Institutions and ETFs Reshape Bitcoin’s Market Structure
Institutional adoption has become one of the strongest arguments against the four-year cycle model.
Earlier in December, Grayscale projected that Bitcoin could reach a new all-time high in the first half of 2026, citing:
- Currency debasement concern
- A more supportive US regulatory environment
- Sustained macro-driven demand
Standard Chartered’s global head of digital assets research, Geoffrey Kendrick, went further, calling the cycle theory “no longer valid.” The bank revised its outlook, now forecasting Bitcoin at $150,000 by the end of 2026.
Prominent industry figures—including Cathie Wood (ARK Invest), Arthur Hayes (BitMEX), Ki Young Ju (CryptoQuant), Matt Hougan (Bitwise), Hunter Horsley, and Raoul Pal—have also argued that Bitcoin’s cycles are being replaced by longer, structurally driven trends.

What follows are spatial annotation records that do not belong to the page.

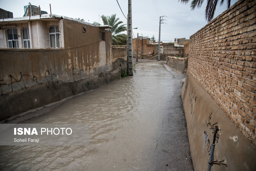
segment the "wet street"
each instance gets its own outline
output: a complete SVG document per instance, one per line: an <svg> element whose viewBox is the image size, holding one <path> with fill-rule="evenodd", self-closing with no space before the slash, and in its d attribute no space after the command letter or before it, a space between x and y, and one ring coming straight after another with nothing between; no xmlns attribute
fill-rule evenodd
<svg viewBox="0 0 256 171"><path fill-rule="evenodd" d="M89 145L2 146L0 170L193 170L179 97L185 76L165 63L136 63L134 76L26 122L88 123Z"/></svg>

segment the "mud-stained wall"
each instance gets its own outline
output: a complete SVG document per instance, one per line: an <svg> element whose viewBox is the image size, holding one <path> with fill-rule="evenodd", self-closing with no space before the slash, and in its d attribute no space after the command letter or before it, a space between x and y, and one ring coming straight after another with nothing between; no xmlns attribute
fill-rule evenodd
<svg viewBox="0 0 256 171"><path fill-rule="evenodd" d="M191 36L188 71L256 145L255 9L239 1Z"/></svg>
<svg viewBox="0 0 256 171"><path fill-rule="evenodd" d="M188 58L167 56L166 57L166 63L175 71L184 74L186 72L187 70L188 60Z"/></svg>
<svg viewBox="0 0 256 171"><path fill-rule="evenodd" d="M15 97L21 94L20 92L39 86L43 88L40 88L44 90L42 91L49 90L55 94L56 88L63 83L112 70L111 31L105 30L105 40L100 40L98 27L66 19L63 19L63 23L64 48L0 49L0 120L46 104L44 102L52 103L57 100L53 98L51 101L46 100L52 96L43 94L38 97L34 91L36 99L28 93L27 95L22 94L24 100L21 101ZM83 33L85 26L86 31ZM16 101L18 99L19 101ZM31 99L34 102L29 103Z"/></svg>
<svg viewBox="0 0 256 171"><path fill-rule="evenodd" d="M214 160L228 167L212 168L256 170L255 9L239 0L190 37L181 95L195 170L206 169L215 125Z"/></svg>
<svg viewBox="0 0 256 171"><path fill-rule="evenodd" d="M232 122L210 95L190 74L182 88L183 101L190 151L195 170L206 170L213 140L213 128L221 130L217 135L212 170L255 170L256 148Z"/></svg>
<svg viewBox="0 0 256 171"><path fill-rule="evenodd" d="M126 70L127 68L127 48L124 47L115 47L112 49L113 59L112 60L112 70L114 71L119 68Z"/></svg>
<svg viewBox="0 0 256 171"><path fill-rule="evenodd" d="M113 47L112 53L113 61L115 60L118 58L121 58L125 60L127 60L127 48L126 47Z"/></svg>

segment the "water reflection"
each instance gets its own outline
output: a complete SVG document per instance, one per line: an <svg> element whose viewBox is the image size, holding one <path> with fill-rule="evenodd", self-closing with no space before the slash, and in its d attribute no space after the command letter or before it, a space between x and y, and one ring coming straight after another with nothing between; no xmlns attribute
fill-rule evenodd
<svg viewBox="0 0 256 171"><path fill-rule="evenodd" d="M67 100L28 123L88 123L87 146L2 146L5 170L147 170L175 77L163 62Z"/></svg>

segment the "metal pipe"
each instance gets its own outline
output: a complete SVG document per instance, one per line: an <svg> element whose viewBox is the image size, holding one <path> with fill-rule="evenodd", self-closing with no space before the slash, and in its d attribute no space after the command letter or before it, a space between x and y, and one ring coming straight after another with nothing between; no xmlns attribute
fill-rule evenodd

Others Say the Cycle Is Still Intact
Not everyone is convinced the four-year cycle is dead.
Markus Thielen, CEO of 10x Research, said Bitcoin entered a bear market in late October 2025, becoming one of the first major risk assets to reflect a slowing global economy.
Meanwhile, popular analyst Rekt Capital maintains that the cycle remains valid, though evolving.

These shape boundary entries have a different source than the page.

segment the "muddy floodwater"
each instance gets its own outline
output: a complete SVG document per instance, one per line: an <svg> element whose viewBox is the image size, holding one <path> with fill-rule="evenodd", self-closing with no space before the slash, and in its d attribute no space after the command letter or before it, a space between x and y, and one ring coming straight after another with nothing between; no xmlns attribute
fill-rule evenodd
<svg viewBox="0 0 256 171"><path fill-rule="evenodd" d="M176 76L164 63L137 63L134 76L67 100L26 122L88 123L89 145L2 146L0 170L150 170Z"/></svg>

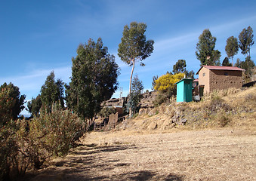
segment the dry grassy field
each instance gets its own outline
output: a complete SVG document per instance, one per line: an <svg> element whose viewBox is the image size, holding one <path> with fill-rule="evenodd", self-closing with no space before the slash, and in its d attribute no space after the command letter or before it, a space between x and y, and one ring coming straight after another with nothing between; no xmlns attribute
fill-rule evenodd
<svg viewBox="0 0 256 181"><path fill-rule="evenodd" d="M256 133L93 132L31 180L256 180Z"/></svg>
<svg viewBox="0 0 256 181"><path fill-rule="evenodd" d="M25 180L256 180L256 87L236 91L218 93L234 110L225 126L216 113L173 127L172 106L160 107L116 130L87 133L82 146ZM209 103L182 106L196 114Z"/></svg>

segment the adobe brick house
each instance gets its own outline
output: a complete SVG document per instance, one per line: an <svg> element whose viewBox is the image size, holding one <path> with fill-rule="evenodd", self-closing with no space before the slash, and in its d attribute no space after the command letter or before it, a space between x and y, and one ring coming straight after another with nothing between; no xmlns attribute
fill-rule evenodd
<svg viewBox="0 0 256 181"><path fill-rule="evenodd" d="M235 66L202 66L196 75L199 75L199 84L204 86L203 93L205 94L217 89L242 87L243 71Z"/></svg>

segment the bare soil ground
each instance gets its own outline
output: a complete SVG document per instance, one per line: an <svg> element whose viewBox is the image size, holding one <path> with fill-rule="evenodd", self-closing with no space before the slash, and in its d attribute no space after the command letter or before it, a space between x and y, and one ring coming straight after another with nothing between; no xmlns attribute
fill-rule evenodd
<svg viewBox="0 0 256 181"><path fill-rule="evenodd" d="M256 133L92 132L30 180L256 180Z"/></svg>

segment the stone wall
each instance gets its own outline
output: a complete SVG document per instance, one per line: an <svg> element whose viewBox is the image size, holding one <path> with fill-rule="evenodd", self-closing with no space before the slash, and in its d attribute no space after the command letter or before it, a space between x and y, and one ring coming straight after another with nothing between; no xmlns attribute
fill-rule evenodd
<svg viewBox="0 0 256 181"><path fill-rule="evenodd" d="M209 72L209 91L230 87L240 88L242 85L242 71L213 69Z"/></svg>

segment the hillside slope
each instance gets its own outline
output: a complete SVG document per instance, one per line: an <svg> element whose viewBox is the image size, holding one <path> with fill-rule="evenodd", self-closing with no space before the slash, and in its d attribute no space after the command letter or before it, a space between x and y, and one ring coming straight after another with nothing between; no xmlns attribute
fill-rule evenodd
<svg viewBox="0 0 256 181"><path fill-rule="evenodd" d="M256 130L256 87L213 92L199 103L175 103L142 109L121 129L200 129L236 127Z"/></svg>

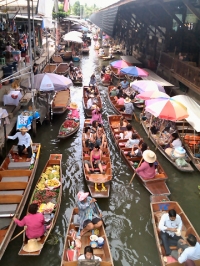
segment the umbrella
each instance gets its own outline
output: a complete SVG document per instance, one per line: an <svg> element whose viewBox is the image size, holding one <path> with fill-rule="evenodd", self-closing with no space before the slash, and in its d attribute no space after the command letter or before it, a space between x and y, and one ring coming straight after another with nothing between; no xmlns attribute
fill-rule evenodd
<svg viewBox="0 0 200 266"><path fill-rule="evenodd" d="M142 99L142 100L150 100L150 99L157 99L157 98L168 98L169 99L170 96L161 91L145 91L143 93L138 94L137 98Z"/></svg>
<svg viewBox="0 0 200 266"><path fill-rule="evenodd" d="M136 66L124 67L120 71L121 73L134 77L147 77L149 73L142 68Z"/></svg>
<svg viewBox="0 0 200 266"><path fill-rule="evenodd" d="M145 102L145 110L155 117L177 121L188 117L187 108L173 98L157 98Z"/></svg>
<svg viewBox="0 0 200 266"><path fill-rule="evenodd" d="M72 85L71 79L63 75L53 73L43 73L34 76L34 87L39 91L59 91Z"/></svg>
<svg viewBox="0 0 200 266"><path fill-rule="evenodd" d="M110 63L110 65L112 67L115 67L115 68L124 68L124 67L131 66L130 63L127 63L127 62L125 62L123 60L114 61L114 62Z"/></svg>
<svg viewBox="0 0 200 266"><path fill-rule="evenodd" d="M153 90L165 92L165 89L159 83L152 80L135 80L130 85L139 93Z"/></svg>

“If BTC’s four-year cycle is ‘broken,’ it’s probably just leveling up,” he said on Dec. 20.
Some analysts argue that belief in the cycle itself becomes a self-fulfilling force, as traders sell in anticipation of a post-halving downturn—adding downward pressure regardless of fundamentals.
Expectations, Not Cycles, May Be the Real Problem
The creator of the Stock-to-Flow model, known as PlanB, suggested that recent selling pressure stems more from psychology than structural weakness.

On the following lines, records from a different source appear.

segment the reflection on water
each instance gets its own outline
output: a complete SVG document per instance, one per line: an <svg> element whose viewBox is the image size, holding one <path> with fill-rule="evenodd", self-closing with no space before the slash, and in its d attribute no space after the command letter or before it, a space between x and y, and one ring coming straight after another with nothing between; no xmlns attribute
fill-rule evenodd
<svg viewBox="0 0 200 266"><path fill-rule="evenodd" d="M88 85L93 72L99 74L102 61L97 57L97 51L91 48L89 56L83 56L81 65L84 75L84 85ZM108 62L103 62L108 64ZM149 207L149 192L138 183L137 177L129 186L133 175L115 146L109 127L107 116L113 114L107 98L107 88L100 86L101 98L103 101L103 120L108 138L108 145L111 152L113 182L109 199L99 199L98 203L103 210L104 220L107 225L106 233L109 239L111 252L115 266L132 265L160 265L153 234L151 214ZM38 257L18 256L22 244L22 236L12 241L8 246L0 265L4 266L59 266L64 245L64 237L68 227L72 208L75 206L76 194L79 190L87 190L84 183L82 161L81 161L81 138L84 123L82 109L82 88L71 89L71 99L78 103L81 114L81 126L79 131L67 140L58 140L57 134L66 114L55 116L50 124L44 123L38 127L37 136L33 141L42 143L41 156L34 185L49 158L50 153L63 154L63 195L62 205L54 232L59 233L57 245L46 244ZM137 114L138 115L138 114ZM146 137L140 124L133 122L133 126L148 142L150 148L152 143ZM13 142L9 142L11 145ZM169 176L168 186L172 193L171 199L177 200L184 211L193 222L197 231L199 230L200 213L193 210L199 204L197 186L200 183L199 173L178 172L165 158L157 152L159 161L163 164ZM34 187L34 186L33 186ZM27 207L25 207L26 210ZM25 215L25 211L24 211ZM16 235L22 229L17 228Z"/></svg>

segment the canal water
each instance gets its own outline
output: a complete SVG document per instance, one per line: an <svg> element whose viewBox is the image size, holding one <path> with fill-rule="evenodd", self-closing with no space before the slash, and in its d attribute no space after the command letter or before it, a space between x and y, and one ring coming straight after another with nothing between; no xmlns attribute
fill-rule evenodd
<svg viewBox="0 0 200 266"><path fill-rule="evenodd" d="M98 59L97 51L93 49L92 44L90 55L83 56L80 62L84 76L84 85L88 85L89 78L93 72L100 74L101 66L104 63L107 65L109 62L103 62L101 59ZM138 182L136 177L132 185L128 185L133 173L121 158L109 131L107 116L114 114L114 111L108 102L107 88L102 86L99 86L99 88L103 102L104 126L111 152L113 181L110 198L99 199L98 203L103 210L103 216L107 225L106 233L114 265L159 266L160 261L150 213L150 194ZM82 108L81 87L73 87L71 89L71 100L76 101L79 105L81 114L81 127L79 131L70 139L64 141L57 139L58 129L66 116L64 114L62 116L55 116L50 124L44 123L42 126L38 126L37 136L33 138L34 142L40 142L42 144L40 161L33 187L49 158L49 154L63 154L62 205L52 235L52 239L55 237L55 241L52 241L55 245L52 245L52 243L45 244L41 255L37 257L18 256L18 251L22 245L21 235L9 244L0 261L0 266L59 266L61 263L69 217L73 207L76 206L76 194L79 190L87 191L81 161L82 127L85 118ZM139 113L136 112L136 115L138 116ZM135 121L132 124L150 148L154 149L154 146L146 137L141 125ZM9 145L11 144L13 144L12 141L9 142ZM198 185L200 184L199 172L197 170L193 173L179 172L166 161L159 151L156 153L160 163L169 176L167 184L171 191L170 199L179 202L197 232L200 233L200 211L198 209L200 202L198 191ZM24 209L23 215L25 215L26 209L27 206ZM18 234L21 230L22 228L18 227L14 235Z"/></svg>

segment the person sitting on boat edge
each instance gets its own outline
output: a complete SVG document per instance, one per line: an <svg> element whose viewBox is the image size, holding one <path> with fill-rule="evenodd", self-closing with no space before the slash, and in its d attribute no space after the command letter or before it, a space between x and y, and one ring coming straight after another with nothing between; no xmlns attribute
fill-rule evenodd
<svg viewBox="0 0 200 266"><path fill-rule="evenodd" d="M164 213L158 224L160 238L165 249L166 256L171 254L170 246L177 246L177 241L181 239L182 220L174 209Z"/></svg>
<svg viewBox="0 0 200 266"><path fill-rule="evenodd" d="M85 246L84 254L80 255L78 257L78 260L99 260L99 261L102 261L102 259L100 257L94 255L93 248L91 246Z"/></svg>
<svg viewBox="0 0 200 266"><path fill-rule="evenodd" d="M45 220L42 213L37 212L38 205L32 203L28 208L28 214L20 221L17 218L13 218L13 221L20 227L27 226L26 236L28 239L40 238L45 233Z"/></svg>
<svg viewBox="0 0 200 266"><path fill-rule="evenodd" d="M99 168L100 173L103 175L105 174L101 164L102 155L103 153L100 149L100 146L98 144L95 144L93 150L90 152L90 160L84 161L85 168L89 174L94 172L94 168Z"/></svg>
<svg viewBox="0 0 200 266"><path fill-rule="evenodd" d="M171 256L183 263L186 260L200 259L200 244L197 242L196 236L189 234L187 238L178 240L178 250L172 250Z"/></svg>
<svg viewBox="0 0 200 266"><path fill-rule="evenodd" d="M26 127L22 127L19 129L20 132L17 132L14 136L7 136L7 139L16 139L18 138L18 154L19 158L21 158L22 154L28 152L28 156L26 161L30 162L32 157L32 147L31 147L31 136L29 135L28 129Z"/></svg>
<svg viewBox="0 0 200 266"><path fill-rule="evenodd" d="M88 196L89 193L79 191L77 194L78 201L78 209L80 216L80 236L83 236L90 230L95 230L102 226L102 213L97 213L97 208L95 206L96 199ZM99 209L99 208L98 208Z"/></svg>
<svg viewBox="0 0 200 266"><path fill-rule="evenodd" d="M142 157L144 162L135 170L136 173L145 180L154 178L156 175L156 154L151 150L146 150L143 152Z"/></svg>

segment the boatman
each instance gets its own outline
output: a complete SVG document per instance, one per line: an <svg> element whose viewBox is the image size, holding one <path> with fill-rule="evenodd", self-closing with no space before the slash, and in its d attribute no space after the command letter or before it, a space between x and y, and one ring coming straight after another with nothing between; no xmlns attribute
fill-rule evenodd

He said much of the selling came from:
- Long-term holders shaken by the 2021 drawdown
- Traders expecting a bear market two years post-halving
Analyst Alex Wacy echoed this view, arguing that the cycle may still exist—but without the same emotional intensity.
“Altcoins bled. No euphoria. No altseason. Just boredom and pain,” he said.
“Cycles don’t always end. Sometimes they stretch.”
Conclusion: Broken Cycle or Evolving Market?
Whether Bitcoin’s four-year cycle is broken or simply evolving remains unresolved. What is clear is that institutional capital, ETFs, and macroeconomic forces now play a much larger role than in past cycles.
Instead of sharp booms and deep busts, Bitcoin may be entering a phase defined by:
- Longer trends
- Lower volatility
- Stronger structural demand
For investors, the key question may no longer be when the cycle ends, but how Bitcoin behaves in a market where cycles matter less than fundamentals.